Star of Central Intelligence (currently screening and co-starring Kevin Hart), the actor and semi-retired wrestling superstar Dwayne Johnson (aka The Rock) had an image as all-powerful guy who surely wouldn’t be prey to the worries and troubles of ordinary mortals.  

But underneath the buffed tough guy he showed to the world, Johnson had a chequered career on his climb to the top.

Johnson was once of the great professional wrestlers and top box office draws in wrestling history. He was the first African-American champion of the World Wrestling Federation/Entertainment (WWF/WWE) and had been WWE World Champion 10 times, and won six Triple Crowns.

But life wasn’t always this starry.

Johnson clearly remembers a low point in his life when, at 14, he found an eviction notice pinned on the family home, a week after his mother’s car was repossessed. Decades later, Johnson still remembers the feeling of devastation. 

Not that young Dwayne was an angel—he added to his mother’s woes by getting into fights and mixing with young thugs.

But seeing his mother’s desperation made him determined to do better. All the successful men young Johnson knew were men who built their bodies, so that was the path he took.

Four years later, his training program paid off with a full football scholarship to the University of Miami, where he graduated before being signed by the Canadian Football League’s Calgary Stampeders. But the success didn’t last—he was dropped from the team and suffered depression.

Abandoning football, he reluctantly decided to follow in the footsteps of his wrestler father and grandfather, which led to his own wrestling superstardom.

But depression was set to tag him along the way, and Johnson had to dig deep to find his path out of that and, when he dug, he found faith.
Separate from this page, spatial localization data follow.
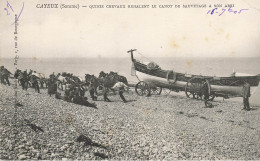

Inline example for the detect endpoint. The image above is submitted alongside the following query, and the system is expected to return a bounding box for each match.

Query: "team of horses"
[9,68,128,96]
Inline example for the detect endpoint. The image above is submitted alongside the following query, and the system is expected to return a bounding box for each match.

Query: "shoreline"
[0,82,260,160]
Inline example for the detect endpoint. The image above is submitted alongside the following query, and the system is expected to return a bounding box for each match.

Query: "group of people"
[56,84,97,108]
[14,69,43,93]
[44,71,130,108]
[1,66,130,108]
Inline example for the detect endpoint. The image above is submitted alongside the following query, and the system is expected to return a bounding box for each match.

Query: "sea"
[1,57,260,83]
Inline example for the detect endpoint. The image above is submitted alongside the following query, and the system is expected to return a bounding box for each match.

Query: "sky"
[1,0,260,58]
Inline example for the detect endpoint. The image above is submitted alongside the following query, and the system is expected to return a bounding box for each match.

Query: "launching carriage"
[128,49,260,101]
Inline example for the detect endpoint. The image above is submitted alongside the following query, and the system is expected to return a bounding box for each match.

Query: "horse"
[97,71,128,94]
[98,71,107,79]
[0,67,11,86]
[103,71,128,87]
[113,74,128,85]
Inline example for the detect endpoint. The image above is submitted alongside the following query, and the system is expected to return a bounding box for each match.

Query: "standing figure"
[21,70,29,90]
[31,75,40,93]
[242,82,251,111]
[89,82,97,101]
[48,74,57,97]
[202,80,212,108]
[112,81,129,103]
[103,87,111,102]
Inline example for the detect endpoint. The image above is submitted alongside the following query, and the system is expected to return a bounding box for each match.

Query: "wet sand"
[0,82,260,160]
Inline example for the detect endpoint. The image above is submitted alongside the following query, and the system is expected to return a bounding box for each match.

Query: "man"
[103,87,111,102]
[202,81,212,108]
[64,87,72,102]
[21,70,29,90]
[31,75,40,93]
[242,82,251,111]
[48,74,57,96]
[89,82,97,101]
[112,81,129,103]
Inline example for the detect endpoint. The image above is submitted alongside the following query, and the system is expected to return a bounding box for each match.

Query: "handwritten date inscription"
[207,7,248,16]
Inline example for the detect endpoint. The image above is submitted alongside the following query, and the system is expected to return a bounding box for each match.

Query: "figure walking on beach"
[242,82,251,111]
[112,81,129,103]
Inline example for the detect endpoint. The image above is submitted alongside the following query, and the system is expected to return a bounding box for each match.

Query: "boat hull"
[135,68,258,97]
[133,61,259,86]
[128,50,259,97]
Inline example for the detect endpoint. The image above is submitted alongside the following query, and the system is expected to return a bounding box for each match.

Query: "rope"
[136,50,158,64]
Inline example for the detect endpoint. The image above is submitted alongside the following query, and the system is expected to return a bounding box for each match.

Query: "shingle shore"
[0,83,259,160]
‘I had to put my faith in God and keep going,’ he told Oprah Winfrey’s Master Class series.

‘My faith and family kept me going. I have a special relationship with God and I count my blessings every day,’ he said.
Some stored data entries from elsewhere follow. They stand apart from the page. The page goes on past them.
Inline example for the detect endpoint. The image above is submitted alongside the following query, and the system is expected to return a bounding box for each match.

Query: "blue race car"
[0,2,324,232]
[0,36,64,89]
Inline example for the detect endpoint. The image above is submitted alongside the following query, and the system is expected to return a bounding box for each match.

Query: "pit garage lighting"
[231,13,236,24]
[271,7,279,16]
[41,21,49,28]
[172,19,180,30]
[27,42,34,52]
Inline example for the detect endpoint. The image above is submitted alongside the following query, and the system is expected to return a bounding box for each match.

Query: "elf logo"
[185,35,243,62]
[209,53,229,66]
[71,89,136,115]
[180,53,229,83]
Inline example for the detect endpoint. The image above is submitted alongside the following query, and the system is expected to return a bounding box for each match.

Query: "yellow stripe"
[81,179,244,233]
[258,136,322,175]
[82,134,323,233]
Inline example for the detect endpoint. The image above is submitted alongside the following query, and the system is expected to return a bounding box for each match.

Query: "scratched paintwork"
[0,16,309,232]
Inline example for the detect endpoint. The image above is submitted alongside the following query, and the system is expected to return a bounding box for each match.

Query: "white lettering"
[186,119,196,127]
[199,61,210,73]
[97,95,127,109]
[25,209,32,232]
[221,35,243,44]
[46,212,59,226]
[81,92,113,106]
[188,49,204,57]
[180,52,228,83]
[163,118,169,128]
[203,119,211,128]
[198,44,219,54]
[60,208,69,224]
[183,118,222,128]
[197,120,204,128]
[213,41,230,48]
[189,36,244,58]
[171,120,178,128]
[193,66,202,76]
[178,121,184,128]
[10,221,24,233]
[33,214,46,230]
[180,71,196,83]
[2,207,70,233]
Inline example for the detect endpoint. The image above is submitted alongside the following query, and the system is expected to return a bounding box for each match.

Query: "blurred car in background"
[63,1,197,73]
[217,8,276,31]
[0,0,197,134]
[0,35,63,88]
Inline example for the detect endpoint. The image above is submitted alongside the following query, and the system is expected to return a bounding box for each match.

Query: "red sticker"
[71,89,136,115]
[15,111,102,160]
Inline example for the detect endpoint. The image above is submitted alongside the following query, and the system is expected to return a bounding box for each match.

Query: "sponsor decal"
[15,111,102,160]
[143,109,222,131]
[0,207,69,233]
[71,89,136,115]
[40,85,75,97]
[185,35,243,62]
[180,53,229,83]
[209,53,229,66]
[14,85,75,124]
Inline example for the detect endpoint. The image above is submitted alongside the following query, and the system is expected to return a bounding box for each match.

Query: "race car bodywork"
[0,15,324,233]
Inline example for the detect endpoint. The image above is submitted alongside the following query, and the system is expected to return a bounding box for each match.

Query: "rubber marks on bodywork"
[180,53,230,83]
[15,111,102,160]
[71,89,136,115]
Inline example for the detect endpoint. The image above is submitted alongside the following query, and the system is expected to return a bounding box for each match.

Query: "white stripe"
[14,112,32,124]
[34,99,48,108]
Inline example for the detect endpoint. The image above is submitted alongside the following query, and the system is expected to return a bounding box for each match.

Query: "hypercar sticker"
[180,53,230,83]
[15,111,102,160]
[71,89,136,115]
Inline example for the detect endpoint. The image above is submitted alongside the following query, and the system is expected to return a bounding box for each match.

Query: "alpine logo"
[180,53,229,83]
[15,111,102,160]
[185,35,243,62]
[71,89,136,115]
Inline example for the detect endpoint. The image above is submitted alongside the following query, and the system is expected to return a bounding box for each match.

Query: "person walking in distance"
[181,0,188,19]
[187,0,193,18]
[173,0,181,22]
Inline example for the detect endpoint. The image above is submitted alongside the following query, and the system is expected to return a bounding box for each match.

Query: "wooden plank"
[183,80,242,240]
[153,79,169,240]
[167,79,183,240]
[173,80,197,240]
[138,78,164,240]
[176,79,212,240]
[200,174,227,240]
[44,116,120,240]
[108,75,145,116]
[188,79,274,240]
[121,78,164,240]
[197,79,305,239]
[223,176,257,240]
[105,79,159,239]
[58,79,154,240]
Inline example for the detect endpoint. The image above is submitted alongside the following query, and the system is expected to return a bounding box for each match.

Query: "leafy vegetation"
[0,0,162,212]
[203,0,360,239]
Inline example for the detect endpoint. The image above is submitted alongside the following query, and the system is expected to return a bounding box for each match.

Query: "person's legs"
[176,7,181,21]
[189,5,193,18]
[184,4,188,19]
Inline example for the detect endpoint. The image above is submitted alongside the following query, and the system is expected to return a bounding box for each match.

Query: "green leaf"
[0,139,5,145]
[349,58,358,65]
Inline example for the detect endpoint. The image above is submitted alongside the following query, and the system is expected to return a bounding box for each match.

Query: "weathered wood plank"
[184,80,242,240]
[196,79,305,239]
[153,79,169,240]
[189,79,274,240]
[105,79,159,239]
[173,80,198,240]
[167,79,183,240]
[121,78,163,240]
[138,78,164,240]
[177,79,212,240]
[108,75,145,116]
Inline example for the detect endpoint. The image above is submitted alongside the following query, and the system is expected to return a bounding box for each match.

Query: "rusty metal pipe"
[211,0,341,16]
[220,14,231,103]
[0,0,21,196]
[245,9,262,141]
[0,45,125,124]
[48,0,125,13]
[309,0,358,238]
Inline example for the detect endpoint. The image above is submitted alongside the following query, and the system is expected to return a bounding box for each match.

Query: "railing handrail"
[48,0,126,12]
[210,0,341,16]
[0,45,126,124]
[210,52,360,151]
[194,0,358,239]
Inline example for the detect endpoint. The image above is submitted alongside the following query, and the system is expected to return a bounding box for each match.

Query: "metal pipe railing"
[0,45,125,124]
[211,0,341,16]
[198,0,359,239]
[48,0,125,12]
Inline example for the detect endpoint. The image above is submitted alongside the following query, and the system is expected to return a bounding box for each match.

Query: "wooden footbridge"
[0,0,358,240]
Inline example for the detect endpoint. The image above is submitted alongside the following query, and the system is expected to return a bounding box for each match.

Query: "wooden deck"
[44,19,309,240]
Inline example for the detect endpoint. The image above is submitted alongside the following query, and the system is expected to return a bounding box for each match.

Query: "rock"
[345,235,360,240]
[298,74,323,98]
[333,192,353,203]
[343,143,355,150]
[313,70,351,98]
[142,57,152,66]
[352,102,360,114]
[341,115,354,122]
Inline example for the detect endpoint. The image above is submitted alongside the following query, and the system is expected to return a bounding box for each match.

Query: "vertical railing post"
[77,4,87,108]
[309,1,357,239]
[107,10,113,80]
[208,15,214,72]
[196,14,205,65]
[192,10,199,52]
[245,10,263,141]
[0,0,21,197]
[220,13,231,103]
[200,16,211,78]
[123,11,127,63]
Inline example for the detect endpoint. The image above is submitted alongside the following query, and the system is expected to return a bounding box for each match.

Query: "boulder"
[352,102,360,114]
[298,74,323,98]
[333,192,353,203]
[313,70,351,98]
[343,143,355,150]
Johnson’s advice to other depression sufferers comes straight from his own experience.

‘I found that with depression, one of the most important things is to realise is that you’re not alone. Have faith that on the other side of your pain is something good,’ he urges.

Johnson likes Christian rap music, and he is on YouTube performing ‘Peace in the Storm’, which includes the lyrics ‘God has given me gifts so I can be a blessing for someone else’—a sentiment with which few of us would argue.

Johnson has also always been generous in giving time to fans—he holds the Guinness World Record for the most ‘selfies’ in three minutes, taking 105 selfies with fans during the film premiere of San Andreas in London last year.